I need to change the name of my MySQL database but I’m not sure about the safest approach.
Right now I export the entire database and then import it back with the different name I want. This works fine for smaller databases but becomes really slow and impractical when dealing with large databases that have tons of data.
I heard there used to be a command like ALTER DATABASE old_name RENAME TO new_name but from what I read online, this command was removed because it caused serious issues and data corruption in many cases.
My database uses InnoDB storage engine, so I need a solution that works properly with InnoDB tables since they handle data storage differently compared to MyISAM tables. What would be the most reliable method to rename my database without risking data loss or corruption?

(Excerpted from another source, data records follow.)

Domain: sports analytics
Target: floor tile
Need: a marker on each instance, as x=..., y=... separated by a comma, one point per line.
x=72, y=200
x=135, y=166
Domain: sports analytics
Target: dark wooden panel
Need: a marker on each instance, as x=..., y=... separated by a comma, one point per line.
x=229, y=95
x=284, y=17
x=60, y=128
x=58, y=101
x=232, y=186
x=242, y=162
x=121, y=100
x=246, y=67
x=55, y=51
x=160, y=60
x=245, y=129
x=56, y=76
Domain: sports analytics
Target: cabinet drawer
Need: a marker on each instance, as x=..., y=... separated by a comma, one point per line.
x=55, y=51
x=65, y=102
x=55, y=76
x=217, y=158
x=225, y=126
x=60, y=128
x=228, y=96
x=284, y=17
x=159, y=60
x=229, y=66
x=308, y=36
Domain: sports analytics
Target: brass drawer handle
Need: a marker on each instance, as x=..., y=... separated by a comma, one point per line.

Hit this exact problem last year with a production database. Dump and restore is definitely your safest option, especially with InnoDB tables - they’ve got complex foreign key relationships and tablespace dependencies that make direct file manipulation too risky. What really sped things up for me was using the --single-transaction flag with mysqldump for consistency, then piping straight to mysql instead of creating temp files. Try mysqldump --single-transaction old_db | mysql new_db - cuts way down on disk I/O time. For huge databases, I did it during maintenance windows and used --quick flag to grab rows one at a time instead of loading everything into memory. Takes longer but prevents the server from choking. Yeah, it’s tedious but data integrity beats speed every time.
yea, mysqldump is slow but safe. def dont rename tables directly, that can b risky. best to run it off-peak. for big dbs, MySQL Workbench’s migration wizard can do a nice job lifting the load.
Been through this headache tons of times. Yeah, mysqldump is your safest option, but here’s a trick that might speed things up. Create the new database first, then rename each table individually: RENAME TABLE old_db.table_name TO new_db.table_name. Works great with InnoDB - keeps all your foreign keys and references intact without touching the data files. Way faster than dump/restore on big datasets since it’s based on table count, not data size. Just lock writes while you’re doing it and test everything in dev first. Only catch is you’ll need double the disk space since both databases exist during the switch.